A previously selected probe (Fw 5′-GUGCCUACAUCCAUGAUGUTT-3′, Rv 5′-ACAUCAUGGAUGUAGGCACTT-3′) among four different siRNA oligos targeting PI-PLC γ1 [9], designed by GenePharma (Zhangjiang Hi-Tech Park, Shanghai, China), was transfected into human primary FLSs in 24-well plates, using DreamFect Gold (OzBiosciences, Marseille, France). Briefly, a final concentration of 50 nM of each siRNA was diluted in Opti-MEM (Gibco, Thermo Fisher Scientific, Waltham, MA, USA, Cat. 31,985,062), followed by the addition of 5 μL/sample of DreamFect Gold (Cat. DG80500). After incubation for 15 min, the mix was added to 7.5 × 104 cells/0.5 mL in each well in DMEM supplemented with 10% FBS and allowed to culture for 24 h at 37 °C in a CO2 incubator. To verify the effectiveness of silencing, transfected cells with the siRNA oligo were analyzed by RT-PCR [9].

4.9. CELF1 and PTBP3 Transfections

To perform the transfection experiment, 7 × 104 FLSs were seeded in 24-well culture devices. The reaction was performed in Opti-MEM medium (Gibco, Cat. 31,985,062), with 0.5 µg of pCMV3 vector containing human CELF1 transcript variant 3 (Cat # HG11523-UT, Sino Biological, Eschborn, Germany) or 0.5 µg of pCMV3 vector containing human PTBP3 (Cat # HG21894-UT, Sino Biological), using DreamFect Gold (OzBiosciences, Marseille, France). After 15 min, the reaction mix was added to the cells and left for 24 h and 48 h; then, mRNA was extracted and analyzed by RT-PCR.

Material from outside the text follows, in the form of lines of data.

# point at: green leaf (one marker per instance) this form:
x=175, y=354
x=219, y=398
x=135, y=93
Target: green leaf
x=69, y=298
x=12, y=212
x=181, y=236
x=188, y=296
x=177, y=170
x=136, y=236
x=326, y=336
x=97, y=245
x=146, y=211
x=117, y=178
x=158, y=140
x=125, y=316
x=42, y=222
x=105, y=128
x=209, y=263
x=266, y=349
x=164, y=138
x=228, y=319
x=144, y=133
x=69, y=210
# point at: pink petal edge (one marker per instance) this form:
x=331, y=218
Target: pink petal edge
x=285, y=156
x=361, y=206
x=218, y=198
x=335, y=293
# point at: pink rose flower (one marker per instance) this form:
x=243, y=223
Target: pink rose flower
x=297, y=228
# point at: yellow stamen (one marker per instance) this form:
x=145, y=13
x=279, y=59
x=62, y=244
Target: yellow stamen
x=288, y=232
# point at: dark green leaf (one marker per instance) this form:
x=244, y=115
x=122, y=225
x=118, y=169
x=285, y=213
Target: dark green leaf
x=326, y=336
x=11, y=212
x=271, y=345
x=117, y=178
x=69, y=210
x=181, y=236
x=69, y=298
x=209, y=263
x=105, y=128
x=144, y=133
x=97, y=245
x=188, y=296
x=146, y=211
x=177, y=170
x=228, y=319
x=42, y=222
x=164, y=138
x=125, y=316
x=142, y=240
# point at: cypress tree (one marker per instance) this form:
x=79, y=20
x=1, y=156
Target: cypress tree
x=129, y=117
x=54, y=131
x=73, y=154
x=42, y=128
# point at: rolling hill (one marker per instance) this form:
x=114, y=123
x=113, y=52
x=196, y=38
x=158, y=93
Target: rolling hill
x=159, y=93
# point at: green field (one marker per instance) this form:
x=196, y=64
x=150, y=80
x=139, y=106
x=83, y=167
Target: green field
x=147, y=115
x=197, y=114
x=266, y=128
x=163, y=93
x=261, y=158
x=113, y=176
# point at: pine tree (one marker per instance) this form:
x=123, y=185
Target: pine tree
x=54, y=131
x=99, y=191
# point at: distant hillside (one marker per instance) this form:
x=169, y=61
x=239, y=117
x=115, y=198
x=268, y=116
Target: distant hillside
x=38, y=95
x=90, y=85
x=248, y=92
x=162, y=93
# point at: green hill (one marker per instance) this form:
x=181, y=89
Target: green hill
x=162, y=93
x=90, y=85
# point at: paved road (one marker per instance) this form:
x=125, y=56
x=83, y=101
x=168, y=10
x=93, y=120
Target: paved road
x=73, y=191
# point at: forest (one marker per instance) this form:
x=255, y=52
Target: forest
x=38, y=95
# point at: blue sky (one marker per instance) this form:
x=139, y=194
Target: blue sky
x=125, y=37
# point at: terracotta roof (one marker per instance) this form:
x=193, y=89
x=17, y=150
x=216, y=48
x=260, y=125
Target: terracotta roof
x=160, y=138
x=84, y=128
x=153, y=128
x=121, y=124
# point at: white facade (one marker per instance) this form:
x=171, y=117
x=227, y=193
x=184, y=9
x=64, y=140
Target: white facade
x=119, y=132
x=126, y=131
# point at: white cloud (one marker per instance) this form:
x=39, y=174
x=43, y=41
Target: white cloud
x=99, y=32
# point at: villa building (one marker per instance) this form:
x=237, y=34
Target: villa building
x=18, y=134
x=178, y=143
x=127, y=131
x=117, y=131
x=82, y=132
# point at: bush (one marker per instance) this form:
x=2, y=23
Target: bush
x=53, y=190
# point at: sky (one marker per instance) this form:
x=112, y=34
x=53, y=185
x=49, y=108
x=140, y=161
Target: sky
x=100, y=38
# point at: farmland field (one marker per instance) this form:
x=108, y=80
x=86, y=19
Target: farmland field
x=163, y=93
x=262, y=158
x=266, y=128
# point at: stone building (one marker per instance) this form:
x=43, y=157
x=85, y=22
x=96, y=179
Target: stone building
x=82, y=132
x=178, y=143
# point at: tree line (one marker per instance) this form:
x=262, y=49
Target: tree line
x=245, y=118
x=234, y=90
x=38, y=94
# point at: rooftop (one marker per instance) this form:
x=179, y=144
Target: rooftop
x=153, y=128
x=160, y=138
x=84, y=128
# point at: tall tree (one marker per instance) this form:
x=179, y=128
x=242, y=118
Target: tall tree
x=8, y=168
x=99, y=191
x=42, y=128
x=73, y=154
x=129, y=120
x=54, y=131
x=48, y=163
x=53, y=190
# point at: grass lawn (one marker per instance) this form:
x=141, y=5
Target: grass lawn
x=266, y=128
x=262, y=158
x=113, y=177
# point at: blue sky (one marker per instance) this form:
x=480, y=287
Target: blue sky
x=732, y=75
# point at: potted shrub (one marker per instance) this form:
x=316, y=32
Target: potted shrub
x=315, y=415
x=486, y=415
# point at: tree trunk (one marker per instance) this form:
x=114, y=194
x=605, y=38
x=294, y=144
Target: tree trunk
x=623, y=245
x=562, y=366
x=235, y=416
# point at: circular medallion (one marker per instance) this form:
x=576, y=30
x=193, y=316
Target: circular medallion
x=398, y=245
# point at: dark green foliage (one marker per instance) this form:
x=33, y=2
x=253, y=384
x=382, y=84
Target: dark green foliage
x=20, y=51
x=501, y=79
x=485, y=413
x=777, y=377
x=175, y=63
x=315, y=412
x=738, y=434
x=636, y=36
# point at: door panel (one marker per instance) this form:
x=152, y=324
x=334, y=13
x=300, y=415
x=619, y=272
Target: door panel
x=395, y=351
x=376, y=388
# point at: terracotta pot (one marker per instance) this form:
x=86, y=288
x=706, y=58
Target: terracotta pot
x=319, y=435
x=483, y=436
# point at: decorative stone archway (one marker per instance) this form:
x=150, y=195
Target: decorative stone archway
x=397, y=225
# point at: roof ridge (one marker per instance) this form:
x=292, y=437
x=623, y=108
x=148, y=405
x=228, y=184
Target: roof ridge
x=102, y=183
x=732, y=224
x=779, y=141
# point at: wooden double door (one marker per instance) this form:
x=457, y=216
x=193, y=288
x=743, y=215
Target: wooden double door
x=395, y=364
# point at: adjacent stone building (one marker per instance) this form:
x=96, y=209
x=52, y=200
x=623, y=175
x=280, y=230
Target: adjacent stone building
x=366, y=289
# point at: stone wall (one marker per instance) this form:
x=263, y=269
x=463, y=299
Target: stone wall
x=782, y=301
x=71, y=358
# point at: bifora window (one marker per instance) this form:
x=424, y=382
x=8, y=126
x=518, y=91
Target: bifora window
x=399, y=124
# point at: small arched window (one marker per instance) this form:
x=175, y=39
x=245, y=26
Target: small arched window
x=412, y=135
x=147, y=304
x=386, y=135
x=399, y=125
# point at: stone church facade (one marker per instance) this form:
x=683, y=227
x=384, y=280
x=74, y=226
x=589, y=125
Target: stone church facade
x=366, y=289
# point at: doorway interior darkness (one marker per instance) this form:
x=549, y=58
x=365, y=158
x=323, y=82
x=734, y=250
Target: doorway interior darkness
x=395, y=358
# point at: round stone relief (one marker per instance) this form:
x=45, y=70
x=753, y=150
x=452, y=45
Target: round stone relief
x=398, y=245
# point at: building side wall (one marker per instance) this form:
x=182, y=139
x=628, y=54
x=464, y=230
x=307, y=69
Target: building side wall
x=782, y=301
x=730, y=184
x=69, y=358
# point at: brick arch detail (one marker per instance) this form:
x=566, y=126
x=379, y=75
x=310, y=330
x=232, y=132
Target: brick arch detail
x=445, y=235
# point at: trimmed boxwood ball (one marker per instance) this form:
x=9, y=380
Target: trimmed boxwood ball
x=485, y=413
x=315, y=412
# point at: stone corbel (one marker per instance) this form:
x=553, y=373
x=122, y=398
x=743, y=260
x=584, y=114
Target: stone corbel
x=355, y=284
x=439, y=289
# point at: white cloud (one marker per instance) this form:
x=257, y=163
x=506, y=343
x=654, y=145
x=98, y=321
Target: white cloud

4.10. Statistical Analysis

All data, regarding RT-PCR, were obtained from at least three independent experiments, each performed either in duplicate or in triplicate, as specified. Data were statistically analyzed with two-way repeated measures analysis of variance (ANOVA) with Bonferroni’s multiple comparison test, using Prism 5.0 software (GraphPad Software, San Diego, CA, USA). The difference was considered statistically significant if the p-value, corrected in case of multiple tests, was less than 0.05.

Supplementary Materials

The following supporting information can be downloaded at: https://www.mdpi.com/article/10.3390/ijms26178123/s1.

Author Contributions

Conceptualization, A.S.d.; methodology, A.M.; computational analysis, D.D.; formal analysis, A.M.; investigation, A.M.; resources, A.S.d.; writing—review and editing, A.M., D.D., R.M., S.A. and A.S.d.; supervision, A.S.d.; funding acquisition, A.M. and A.S.d. All authors have read and agreed to the published version of the manuscript.

Funding

This research was funded by Progetto Facoltà 2023, # RP123188E2A80E21, and Progetto Avvio alla Ricerca 2022, # AR2221814F245931, Sapienza University of Rome, Italy.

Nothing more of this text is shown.